Track 10: COPD Prevention
Patients with COPD, faces difficulty in clearing their lungs; with bacteria, dusts and other pollutants presents in surrounding environment. Self-Management mediation help patients with Chronic obstructive pulmonary disease (COPD) procure and hone the aptitudes they have to do disease specific medical regimens, direct changes in well being conduct and provide enthusiastic support to enable patients to control their disease. Previously, acute toxicity was associated with occupational exposures to concentrations of soluble beryllium salts greater than 100 ?g/m3. With the start of industrial control measures to minimize air levels, acute pulmonary syndromes have virtually disappeared in respective to COPD. Smoking bans in public areas and places of work are important measures to decrease exposure to secondhand smoke. Usage of proper stove and chimneys may improve indoor air quality by 85%, by using alternative energy sources. Powerful dust control can be accomplished by enhancing ventilation, utilizing water sprays and by utilizing mining strategies that minimize dust generation.

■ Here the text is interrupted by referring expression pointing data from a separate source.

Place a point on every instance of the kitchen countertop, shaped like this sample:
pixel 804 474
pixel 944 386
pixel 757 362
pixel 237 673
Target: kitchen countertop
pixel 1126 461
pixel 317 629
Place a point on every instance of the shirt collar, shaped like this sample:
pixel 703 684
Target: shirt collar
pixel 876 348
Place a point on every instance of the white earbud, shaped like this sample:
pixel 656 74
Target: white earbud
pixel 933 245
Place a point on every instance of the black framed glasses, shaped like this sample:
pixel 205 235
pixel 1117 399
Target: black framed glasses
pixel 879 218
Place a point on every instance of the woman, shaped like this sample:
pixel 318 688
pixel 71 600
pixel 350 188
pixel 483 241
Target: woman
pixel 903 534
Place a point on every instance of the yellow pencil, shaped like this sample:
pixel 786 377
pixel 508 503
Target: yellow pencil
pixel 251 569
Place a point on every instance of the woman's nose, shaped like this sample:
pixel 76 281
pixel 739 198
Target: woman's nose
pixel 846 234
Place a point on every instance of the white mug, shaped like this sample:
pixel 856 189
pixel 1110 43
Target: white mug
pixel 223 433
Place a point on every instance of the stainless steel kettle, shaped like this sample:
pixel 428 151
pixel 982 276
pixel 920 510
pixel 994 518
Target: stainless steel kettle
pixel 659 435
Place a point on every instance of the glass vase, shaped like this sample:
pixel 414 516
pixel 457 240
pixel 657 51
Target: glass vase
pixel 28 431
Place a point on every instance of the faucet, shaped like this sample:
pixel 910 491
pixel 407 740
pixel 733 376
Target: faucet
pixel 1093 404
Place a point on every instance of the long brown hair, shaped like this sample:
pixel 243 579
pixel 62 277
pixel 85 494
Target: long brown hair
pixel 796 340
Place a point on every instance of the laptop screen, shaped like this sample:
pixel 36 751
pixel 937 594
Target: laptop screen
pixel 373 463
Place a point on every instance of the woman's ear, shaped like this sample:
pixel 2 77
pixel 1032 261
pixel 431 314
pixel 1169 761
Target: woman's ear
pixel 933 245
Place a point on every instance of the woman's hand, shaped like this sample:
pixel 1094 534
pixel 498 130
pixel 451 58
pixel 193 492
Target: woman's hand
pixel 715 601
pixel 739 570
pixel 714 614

Track 11: COPD and Lung Cancer
Both COPD and lung cancer are major global health concerns owing to cigarette smoking, and represent a vast, global, preventable disease problem. Patients with COPD are at high risk for both the development of primary lung cancer, as well as poor result after lung cancer diagnosis and treatment. As a result of existing impairments in lung function, patients with COPD frequently do not meet traditional criteria for tolerance of definitive surgical lung cancer therapy. The risk of lung cancer in patients with COPD is two to five fold greater when compared with smokers without COPD. On the other hand COPD could be a driving factor in lung cancer, by increasing oxidative stress and the resulting DNA damage, chronic exposure to pro-inflammatory cytokines, repression of the DNA repair mechanisms and increased cellular proliferation. Understanding the mechanisms that drive these processes in primary cells from patients with these diseases along with better disease models is fundamental for the advancement of new treatments.